PDS Powers Heifer Conception

Reid Bauman

Key points:

  • Separate breeders into groups based on their stage of production.
  • Take your time to compare data.
  • Don't be afraid change your management plan.

For Queensland beef producer Reid Bauman, years of fluctuating seasonal patterns made strong breeder performance and consistent calving rates a continuous struggle.

"We constantly swing between years of high and low rainfall, so I was keen to find a system which ensured my breeders were remaining productive throughout our drier years," Reid said.

The 'Girl Power' Producer Demonstration Site (PDS) caught his attention as an opportunity to get as many calves as he could during poorer pasture years, without having to increase breeder numbers.

Production cycle

According to Reid, Girl Power's goal wasn't to reprogram his production cycle, but rather to reinforce his decision making and lock in his key production dates.

"We aim to muster twice a year, so lining up other husbandry procedures with these events was the best action for us," Reid said.

"On 1 January, we put our bulls in with breeders and leave them in for 90 days, which often allows for a round of mustering to happen in March when we remove them.

"If it's a dry year, we'll often wean our previous years' calves when we're removing bulls after branding in February.

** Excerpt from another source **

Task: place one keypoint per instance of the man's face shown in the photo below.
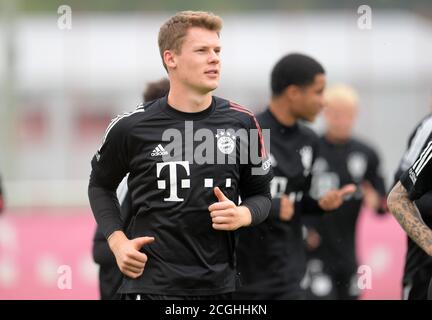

However, if the season is looking good, then we will likely hold off on mustering until June.

"While we did attempt to include preg testing alongside weaning, it just wasn't manageable so our preg testing now occurs in July."


When it comes to his first-time breeders, Reid believes 95% maiden heifer conception should be a guarantee.

"Our breeders are at least two years old, have reached critical mating weight (CMW), and are fully vaccinated before we put them forward for their first joining," Reid said.

"If our girls are in the best condition they can be, then there shouldn't be any reason for them not to conceive."

To help achieve CMW, Reid implements rotational grazing and uses supplementation as a reserve should pastures become less productive during years of low rainfall.

"Supplementing is great when the quality of your pasture has declined but you still have a good overall quantity of feed sufficient for stocking rate," Reid said.

"If we don't get enough rain during our annual joining period, we'll look to bring out lick and phosphorus supplement, especially for our heifers.

"We don't have the data to back it up yet, but in previous years we've noticed supplementation gives our pregnant and lactating heifers the right nutrients they need during our tougher years to increase their likelihood of carrying to term and producing higher weight weaners."

Data Collection

Reid is an advocate for accurate data collection to improve breeder performance.

"While Girl Power is heifer-focused, I felt Bull Breeding Soundness Evaluations were critical for success in understanding and acting on production challenges," Reid said.

"Confirmation our bulls are virile, healthy and supporting good genetics has helped us rule them out as an issue when it comes to poor conception rates and calf loss."

After he's confirmed his bulls are in working order, Reid focuses on collecting data on his heifers.

He had already implemented a similar tagging system to the one suggested by the Girl Power facilitators, so his heifers were identifiable by year with coloured tags.

"We've been marking our breeders with different coloured ear tags to reflect the year they were first joined," Reid said.

"Prior to Girl Power, we would record data on pregnancy rates and foetal aging of each age group as a whole.

"However, during the project we switched to linking the data we record to our breeders' NLIS tags as opposed to their coloured age group tags.

"This meant instead of just seeing data reflecting the performance of the breeder age group, we were also getting data reflecting the performance of the individual heifer each year."

Reid also decided to use data to identify which breeders delivered a live calf.

"With our first-time breeders, we elected to keep them separate until they delivered their first live calf before integrating them into our breeder mob. However, we're also looking to more closely monitor whether or not our older breeders are continuously delivering live calves."

Reid sells breeders who fail to fall pregnant by the end of his joining period.

Recording data based on NLIS tags will now allow him to identify why failure to conceive or carry to term may occur, especially if they've fallen pregnant in previous years.

"The data is very new, but we're hoping in future years we might see trends which will help us pinpoint any common denominators within underperforming breeders, such as age or weight."